Mimarlık tarihçisi Sigfried Giedion,
sanatçı Fernard Leger ve mimar Luis Sert 1943
yılında “Anıtsallıkta dokuz nokta” başlığında bir taslak
yayınladılar. Bu taslağa göre, anıtlar, toplumların düşüncelerini sergileyen
semboller, kolektif gücün tercümanları, geçmişi geleceğe bağlayan bağlar ve
gelecek nesiller için miraslardır. Onlar dönemin ruhunu yansıtıp, mimarlık,
kentsel planlama, kent ve bölge arasındaki karşılıklı ilişkide en güçlü
vurguları ortaya çıkarırlar; halkın neşe, gurur ve coşkusunu tamamlarlar ve
kamusal mekânın önemli bir parçasını oluştururlar. Bunlara ek olarak anıtlar,
Türkçe’deki köküne bakarak anlayabileceğimiz gibi, toplumun bazı anılarını
kutsayarak ideolojinin mimarlıkta yansımasını en uç şekilde sergilerler.

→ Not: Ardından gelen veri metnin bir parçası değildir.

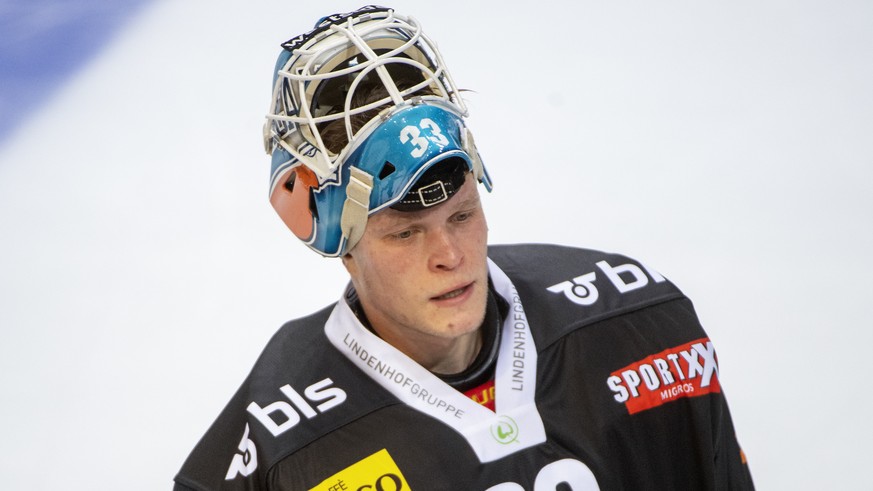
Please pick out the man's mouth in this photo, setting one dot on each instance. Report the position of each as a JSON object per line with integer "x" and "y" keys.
{"x": 452, "y": 294}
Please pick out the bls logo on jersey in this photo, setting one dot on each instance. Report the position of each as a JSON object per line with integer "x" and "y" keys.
{"x": 688, "y": 370}
{"x": 321, "y": 392}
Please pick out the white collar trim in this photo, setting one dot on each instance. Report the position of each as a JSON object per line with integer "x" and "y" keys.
{"x": 514, "y": 426}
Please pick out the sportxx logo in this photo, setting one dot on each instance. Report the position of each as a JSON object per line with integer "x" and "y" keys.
{"x": 689, "y": 370}
{"x": 581, "y": 290}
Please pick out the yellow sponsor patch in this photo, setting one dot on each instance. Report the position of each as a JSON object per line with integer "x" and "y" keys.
{"x": 377, "y": 472}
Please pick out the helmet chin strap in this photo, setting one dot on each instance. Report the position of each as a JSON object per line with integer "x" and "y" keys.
{"x": 356, "y": 207}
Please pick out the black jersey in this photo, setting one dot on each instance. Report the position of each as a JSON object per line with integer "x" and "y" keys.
{"x": 604, "y": 380}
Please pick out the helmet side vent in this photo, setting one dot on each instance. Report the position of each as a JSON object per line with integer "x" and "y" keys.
{"x": 387, "y": 170}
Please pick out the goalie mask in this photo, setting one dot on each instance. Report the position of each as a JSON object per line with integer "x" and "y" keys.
{"x": 362, "y": 108}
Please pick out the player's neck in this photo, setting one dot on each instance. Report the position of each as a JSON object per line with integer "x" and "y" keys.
{"x": 439, "y": 355}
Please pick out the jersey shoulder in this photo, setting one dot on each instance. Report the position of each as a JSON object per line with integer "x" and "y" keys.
{"x": 296, "y": 392}
{"x": 567, "y": 288}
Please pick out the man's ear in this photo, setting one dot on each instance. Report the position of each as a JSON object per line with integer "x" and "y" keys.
{"x": 349, "y": 263}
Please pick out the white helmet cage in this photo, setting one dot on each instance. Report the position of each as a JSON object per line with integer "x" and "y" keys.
{"x": 316, "y": 81}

Toplumun politik gücü, kültürü ve sosyal yapısı, ideolojik yaklaşımı ve
kolektif hatırasıyla bu kadar ilintili olan anıtlar, o toplumları anlamak için
uygulanmakta olan araştırmalarda kullanılan en önemli mimari araçlar arasında
yer alırlar. Aynı coğrafyada, aynı olayın anısına, farklı tarihlerde yapılmış
olan anıtların farklılıkları, o toplumun o konuya bakış açısının tarihsel
evrimini gösterir. Aynı şekilde aynı olay hakkında farklı iki toplumun
ürettikleri anıtları karşılaştırarak her iki toplumun konuya farklı
yaklaşımlarını çözümlemek de mümkündür. Bu yazıda Ermeni-Türk
tarihindeki soykırım konuları üzerinde Erivan ve
Iğdır’da yer alan soykırım anıtlarını kıyaslayarak, bu iki
anıtın hikâyesini mimarlık süzgecinden geçirerek yeniden yazmak istiyorum.

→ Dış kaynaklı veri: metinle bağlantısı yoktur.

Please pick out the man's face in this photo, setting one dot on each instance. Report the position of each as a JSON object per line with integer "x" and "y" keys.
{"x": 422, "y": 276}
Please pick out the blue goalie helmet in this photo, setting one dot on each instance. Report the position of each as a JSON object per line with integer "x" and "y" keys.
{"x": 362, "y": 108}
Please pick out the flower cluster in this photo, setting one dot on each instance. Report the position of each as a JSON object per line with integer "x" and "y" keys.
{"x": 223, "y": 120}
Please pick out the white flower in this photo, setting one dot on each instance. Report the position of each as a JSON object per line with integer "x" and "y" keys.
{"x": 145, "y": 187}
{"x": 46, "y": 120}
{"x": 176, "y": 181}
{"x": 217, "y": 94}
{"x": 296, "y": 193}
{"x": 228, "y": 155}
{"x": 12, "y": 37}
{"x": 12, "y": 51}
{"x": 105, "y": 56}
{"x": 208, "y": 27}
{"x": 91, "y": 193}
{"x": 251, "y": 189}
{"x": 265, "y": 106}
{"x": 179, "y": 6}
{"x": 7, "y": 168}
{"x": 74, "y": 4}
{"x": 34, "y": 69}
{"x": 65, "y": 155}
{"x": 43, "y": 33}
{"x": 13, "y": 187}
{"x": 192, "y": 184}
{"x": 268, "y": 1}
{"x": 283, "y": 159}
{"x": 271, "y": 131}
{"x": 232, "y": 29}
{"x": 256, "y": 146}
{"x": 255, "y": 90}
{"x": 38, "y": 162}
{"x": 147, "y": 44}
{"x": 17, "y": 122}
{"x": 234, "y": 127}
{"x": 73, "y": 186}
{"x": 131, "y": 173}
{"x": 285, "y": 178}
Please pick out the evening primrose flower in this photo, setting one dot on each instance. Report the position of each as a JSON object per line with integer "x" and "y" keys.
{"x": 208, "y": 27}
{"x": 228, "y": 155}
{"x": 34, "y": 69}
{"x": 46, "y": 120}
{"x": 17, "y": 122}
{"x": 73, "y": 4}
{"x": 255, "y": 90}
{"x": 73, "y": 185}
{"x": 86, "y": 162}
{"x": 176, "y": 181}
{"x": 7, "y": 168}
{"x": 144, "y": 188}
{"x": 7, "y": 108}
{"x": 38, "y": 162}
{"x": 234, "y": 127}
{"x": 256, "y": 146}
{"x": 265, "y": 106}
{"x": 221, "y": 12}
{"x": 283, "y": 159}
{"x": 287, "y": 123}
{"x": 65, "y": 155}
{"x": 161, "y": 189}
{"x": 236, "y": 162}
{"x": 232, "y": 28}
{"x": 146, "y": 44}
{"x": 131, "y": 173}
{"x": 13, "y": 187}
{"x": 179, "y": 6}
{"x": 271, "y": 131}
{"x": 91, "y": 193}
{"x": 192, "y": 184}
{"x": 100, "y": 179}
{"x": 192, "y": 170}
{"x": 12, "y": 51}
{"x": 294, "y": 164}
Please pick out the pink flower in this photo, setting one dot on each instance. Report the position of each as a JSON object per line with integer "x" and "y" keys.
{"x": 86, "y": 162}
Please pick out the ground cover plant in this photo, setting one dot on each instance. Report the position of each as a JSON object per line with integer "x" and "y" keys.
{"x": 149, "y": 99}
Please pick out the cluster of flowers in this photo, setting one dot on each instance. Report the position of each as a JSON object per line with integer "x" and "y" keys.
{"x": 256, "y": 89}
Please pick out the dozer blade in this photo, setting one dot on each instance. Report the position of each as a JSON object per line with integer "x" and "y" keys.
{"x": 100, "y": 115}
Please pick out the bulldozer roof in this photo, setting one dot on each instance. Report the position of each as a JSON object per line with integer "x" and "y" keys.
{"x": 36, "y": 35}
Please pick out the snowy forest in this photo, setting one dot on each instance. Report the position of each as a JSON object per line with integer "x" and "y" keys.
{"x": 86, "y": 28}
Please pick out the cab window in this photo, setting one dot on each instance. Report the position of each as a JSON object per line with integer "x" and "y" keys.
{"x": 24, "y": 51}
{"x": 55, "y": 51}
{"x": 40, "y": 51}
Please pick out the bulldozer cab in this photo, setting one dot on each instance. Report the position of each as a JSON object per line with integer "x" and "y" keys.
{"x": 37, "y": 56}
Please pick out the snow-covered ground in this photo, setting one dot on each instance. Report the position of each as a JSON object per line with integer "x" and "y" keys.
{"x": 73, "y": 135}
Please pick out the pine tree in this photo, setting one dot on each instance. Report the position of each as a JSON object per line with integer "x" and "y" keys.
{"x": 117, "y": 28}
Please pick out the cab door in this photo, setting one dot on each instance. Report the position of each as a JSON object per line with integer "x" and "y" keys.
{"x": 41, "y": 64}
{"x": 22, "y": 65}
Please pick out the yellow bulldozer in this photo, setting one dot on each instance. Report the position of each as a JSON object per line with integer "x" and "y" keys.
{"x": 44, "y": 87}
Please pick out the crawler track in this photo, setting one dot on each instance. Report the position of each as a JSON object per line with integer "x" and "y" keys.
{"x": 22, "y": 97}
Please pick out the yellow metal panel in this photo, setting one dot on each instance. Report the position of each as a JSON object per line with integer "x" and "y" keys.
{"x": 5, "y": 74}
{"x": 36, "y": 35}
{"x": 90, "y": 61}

Ermeni Soykırım Anıt ve Müzesi olarak bilinen yapının ana
fikri, 24 Nisan 1965’te soykırımın 50. yılı anısına düzenlenen törenlerde
binlerce göstericinin isteği üzere ortaya konuldu. Iğdır soykırım anıtının fikri
ise, 1995’te dönemin Iğdır valisi Şemsettin Uzun’un düzenlediği
ve Türklerin Ermeniler tarafından katliama uğradıkları hakkında birçok delil
sunan “Tarihi Gerçekler ve Ermeniler” uluslararası
sempozyumunda ortaya çıktı.
Erivan’daki anıtın mimarisi Devlet Tasarım Enstitüsü’nün
açtığı yarışma sonucunda seçildi. Ancak mimarlar Arthur
Tarkhanyan ve Sashur Kalashyan’ın tasarısı sadece anıt
bölümünü içerdiği için, yapılışından 30 sene sonra, yeni kurulmuş olan
Ermenistan Cumhuriyeti’nin politikacılarının davetiyle, halkın soykırım
hakkındaki “farkındalıklarını yükseltmek” amacıyla yapıya bir müze eklenmesi
kararlaştırıldı. Iğdır anıtının mimarisi ise sempozyuma davet edilen
Azerbaycanlı mimar Cafer Giyasi tarafından ortaya kondu ve
Erivan’daki soykırım anıtına bir cevap olarak, bu projenin gerçekleştirilmesi
katılımcıların desteğiyle sempozyumun sonuç bildirisinde yayınlandı.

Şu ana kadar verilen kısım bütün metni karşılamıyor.